De idealen van ouders en hun kinderen komen niet altijd overeen. Schrijver Michael ter Maat legt zich daar niet bij neer en neemt zijn vader mee naar het Krölller Müller. Een tip om het niet bij 'ok, boomer' te laten.
Hij gelooft me wel, maar hij begrijpt het niet. ‘Pap,' zeg ik, ‘soms voel ik me een attractie, iets buitenissigs waar je ongegeneerd naar kan staren en ik weet niet wat ik beschamender vind: de hoofden die zich omdraaien, de blikken die langer dan nodig blijven hangen, of dat ik steeds zo vriendelijk terugkijk.’
Ik heb hem hoog zitten, mijn vader. De kloof die de idealen van ouders en kinderen zo vaak doormidden splijt en die groter wordt naarmate die laatsten zich afzetten, wil ik liever overbruggen dan verwijden. Dus ik zeg niet, ‘ok, boomer’ maar neem hem mee naar het Krölller Müller Museum. Of beter: hij neemt mij mee, want ook al is het voor anderen misschien niet zichtbaar, ik ben zijn zoon.
Zelden leren we iets van wat anderen ons vertellen. Ik herinner me hoe mijn ouders vroeger, als ik mezelf weer eens bezeerde, met een nauwelijks verholen genoegen zeiden dat wie niet horen wil, moet voelen. Nu is het de beurt aan mijn vader, ook al zorgt dat misschien voor ongemak.
Drukte in het Kröller Müller, zelfs op dit vroege uur. Het publiek dat paradeert langs Van Gogh, Signac, Monet, versmelt met het smetteloze wit van de expositieruimten. Ik niet: ik steek af en licht op en dat straalt onbarmhartig af op mijn vader. Zijn kinderlijke verwondering over al dat schoons (het mooist vindt hij Een lelietak van Mondriaan, met zijn hoofd schuin blijft hij er tien minuten naar kijken) maakt stilaan plaats voor onbehagen. Hij voelt de blikken, ik voel dat hij ze voelt.
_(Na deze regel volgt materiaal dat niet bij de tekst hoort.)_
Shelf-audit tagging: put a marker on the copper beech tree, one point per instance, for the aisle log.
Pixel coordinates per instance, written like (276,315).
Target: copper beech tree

Op het internet circuleert een video waarin een vader het Huis van Afgevaardigden in de Amerikaanse staat Missouri toespreekt. In een pleidooi tegen wettelijke transgenderdiscriminatie vertelt de man hoelang het duurde voor hij zijn dochter begreep, hoe hij en zijn vrouw eisten dat ze jongenskleren droeg, hoe ze haar langzaam zagen verwelken. Hij vertelt ook over de omslag (hier pleng ik een traan): hoe ze opbloeide toen ze eindelijk van dat knellende korset werd bevrijd. Hij zegt: ‘As a parent the one thing we cannot do… is silence our child’s spirit.’
Het is van een onvergelijkbare orde, maar spreekt juist daarom zo tot de verbeelding. De video toont ons wat er kan gebeuren als we vragen om begrip. Dat uit ervaring inzicht kan groeien en een drang naar verandering, zodat we een meerstemmig koor van revolutie kunnen laten klinken.
Dus neem je ouders mee naar dat museum, naar die klimaatmars, kijk die documentaire met ze, maak ze ongemakkelijk, confronteer ze. Maak ze deelgenoot, ook als dat in eerste instantie pijn doet.
In de beeldentuin staat een drom toeristen druk kwebbelend voor een Rodin en voor even zijn zij de blikvangers, niet mijn vader en ik. We zijgen neer op een bankje in de schaduw en zeggen niets, we hebben nooit veel woorden nodig gehad. Hij haalt een meegebrachte boterham uit zijn tas en scheurt hem doormidden, ieder de helft. We blijven tenslotte Nederlanders.